Administrators who run the chat rooms where credit card and other personal data is traded have the ability to kick people out of the room and set passwords, in addition to loading programs onto the page which enable online criminals to check the authenticity of stolen credit card data in real time. Administrators can use hacked merchant credit card accounts to verify the information before posting it in the room. Generally they do not actually charge the credit card, instead running authorization transactions, which do not cost the cardholder anything but confirm whether a specific card is usable. The merchant is charged the minimum transaction fee (generally about 10 cents), and the consumer remains unaware their credit card account is about to be compromised.
To prevent your credit card information from becoming another items floating along the information superhighway, be wary of fraudsters employing phishing scams or other techniques that try and get you to reveal personal information. The credit card data that shows up through an online search may have been derived from a phishing scheme. Separately, be sure that you only conduct online transactions through secured websites, with Internet addresses that begin “https” and often display a lock icon.
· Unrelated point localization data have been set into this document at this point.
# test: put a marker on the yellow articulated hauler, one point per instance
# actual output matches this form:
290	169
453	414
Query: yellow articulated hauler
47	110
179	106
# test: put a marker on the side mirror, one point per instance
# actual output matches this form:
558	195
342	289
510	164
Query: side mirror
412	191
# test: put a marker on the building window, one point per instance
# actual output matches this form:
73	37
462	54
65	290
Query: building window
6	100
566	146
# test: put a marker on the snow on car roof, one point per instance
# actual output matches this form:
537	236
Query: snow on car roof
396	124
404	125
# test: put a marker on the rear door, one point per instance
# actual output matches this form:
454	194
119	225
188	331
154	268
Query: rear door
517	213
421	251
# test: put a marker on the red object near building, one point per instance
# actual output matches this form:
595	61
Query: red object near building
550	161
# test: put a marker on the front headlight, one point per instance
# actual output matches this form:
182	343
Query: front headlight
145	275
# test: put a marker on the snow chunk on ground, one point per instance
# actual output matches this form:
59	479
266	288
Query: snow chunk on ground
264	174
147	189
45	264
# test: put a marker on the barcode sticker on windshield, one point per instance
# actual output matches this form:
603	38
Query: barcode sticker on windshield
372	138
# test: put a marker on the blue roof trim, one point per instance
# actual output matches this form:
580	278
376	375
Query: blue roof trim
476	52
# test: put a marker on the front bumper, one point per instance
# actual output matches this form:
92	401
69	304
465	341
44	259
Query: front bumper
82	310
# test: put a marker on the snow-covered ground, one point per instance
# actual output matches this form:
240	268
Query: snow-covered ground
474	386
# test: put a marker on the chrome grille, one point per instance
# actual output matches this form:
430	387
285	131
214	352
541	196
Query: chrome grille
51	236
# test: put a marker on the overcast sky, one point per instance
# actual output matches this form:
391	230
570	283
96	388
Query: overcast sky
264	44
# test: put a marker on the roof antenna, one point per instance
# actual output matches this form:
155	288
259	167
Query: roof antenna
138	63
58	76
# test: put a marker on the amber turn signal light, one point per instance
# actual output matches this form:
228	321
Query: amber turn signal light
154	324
If searching Google for your name does produce a result containing your credit card number, you can take action. Cancel the credit card, look over statements from your other credit cards for unusual transactions, and get a copy of your credit report from each of the three national credit bureaus: Equifax, Experian and TransUnion. Additionally, you can ask the three credit bureaus to have a freeze or fraud alert put on your account.
Additionally, you should file a report with the Internet Crime Complaint Center (www.ic3.gov). The IC3 will refer your case to the appropriate law enforcement agencies.
While doing a search for your name alone does not put you at risk, the same cannot be said for Googling your credit card number, according to cyber-security experts. Search engines could keep tabs on the search and thus your credit card data. AOL recently ignited an uproar when it provided researchers with the search terms used by over 50,000 subscribers — including Social Security numbers, medical conditions, and other information that could be used to identify a Web surfer. It pays to remember that once personal information enters cyberspace, it is impossible to know where it will end up.